In newer designs it is common to force rows to be aligned to at least L1 cache line size (64 bytes on intel or 128 bytes on nvidia gpus).
Short version
Because the bmp file format specifies rows must perfectly fit in a 32bits "memory cells". Because pixels are 24bits, some combinations of pixels will not perfect sit in 32bit "cells". In this case, the cell is "padded up to" the full 32bits.
8bits per byte ∴
cell: 32bit = 4bytes ∴
pixel: 24bits = 3bytes
// If doesn't fit perfectly in 4 byte "cell"
if( read % 4 != 0 ) {
// find the difference between the "cell", and "the partial fit"
read = 4 - (read%4);
printf( "Padding: %d bytes\n", read );
// skip the difference
fread( pixel, read, 1, inFile );
}
Long version
In computing, a word is the natural unit of data used by a particular processor design. A word is a fixed-sized piece of data handled as a unit by the instruction set or the hardware of the processor
-wiki: Word_(computer_architecture)
Computer systems basically have a preferred "word length" (though not so important these days). A standard data unit allows all sorts of optimisations in the architecture of the computer system (think what shipping containers did for the shipping industry). There is a 32 bit standard called DWORD aka Double word (I guess) - and thats what typical bitmap images are optimised for.
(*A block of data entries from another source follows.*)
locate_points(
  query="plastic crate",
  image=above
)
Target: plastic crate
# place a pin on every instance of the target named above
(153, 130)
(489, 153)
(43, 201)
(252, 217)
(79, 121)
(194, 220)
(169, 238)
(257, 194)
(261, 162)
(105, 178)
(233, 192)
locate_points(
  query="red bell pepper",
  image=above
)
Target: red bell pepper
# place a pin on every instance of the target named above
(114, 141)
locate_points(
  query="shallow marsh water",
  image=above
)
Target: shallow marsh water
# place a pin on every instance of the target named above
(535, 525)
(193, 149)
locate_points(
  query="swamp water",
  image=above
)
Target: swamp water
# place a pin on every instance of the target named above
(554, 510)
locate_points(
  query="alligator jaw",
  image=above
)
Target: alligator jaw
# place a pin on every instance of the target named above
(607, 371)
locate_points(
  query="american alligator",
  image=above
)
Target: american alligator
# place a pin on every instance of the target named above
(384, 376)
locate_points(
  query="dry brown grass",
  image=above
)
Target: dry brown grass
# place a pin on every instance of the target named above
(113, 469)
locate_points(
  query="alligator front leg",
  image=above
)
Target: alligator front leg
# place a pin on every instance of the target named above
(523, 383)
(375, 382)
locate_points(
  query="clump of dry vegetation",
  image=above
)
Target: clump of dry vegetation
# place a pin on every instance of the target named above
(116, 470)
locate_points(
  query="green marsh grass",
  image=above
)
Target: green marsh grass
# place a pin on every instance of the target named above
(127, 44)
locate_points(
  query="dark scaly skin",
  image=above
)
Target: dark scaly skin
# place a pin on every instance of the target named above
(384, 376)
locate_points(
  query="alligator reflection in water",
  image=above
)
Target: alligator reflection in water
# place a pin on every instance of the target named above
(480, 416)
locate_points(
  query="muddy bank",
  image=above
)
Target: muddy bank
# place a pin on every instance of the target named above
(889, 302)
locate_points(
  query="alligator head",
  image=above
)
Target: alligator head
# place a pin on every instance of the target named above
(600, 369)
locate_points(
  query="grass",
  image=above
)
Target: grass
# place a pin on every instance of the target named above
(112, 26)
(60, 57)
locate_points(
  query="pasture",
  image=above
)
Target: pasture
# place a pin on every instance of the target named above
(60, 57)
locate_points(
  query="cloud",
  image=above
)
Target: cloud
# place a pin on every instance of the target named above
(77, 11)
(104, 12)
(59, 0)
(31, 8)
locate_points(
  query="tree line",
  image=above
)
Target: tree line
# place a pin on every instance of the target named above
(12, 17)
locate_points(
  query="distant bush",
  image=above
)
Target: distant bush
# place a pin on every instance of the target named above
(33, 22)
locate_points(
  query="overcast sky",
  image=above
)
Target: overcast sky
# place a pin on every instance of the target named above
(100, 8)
So if you have 24bits per pixel, there will be various "literal pixels" row lengths that will not fit nicely into the 32bits. So in that case, pad it out.
Note: today, you are probably using a computer with a 64bit word size. Check your processor.
It depends on the format whether or not there is padding at the end of each row.
There really isn't much reason for it for 3 x 8 bit channel images since I/O is byte oriented anyway. For images with pixels packed into less than a byte (1 bit / pixel for example), padding is useful so that each row starts at a byte offset.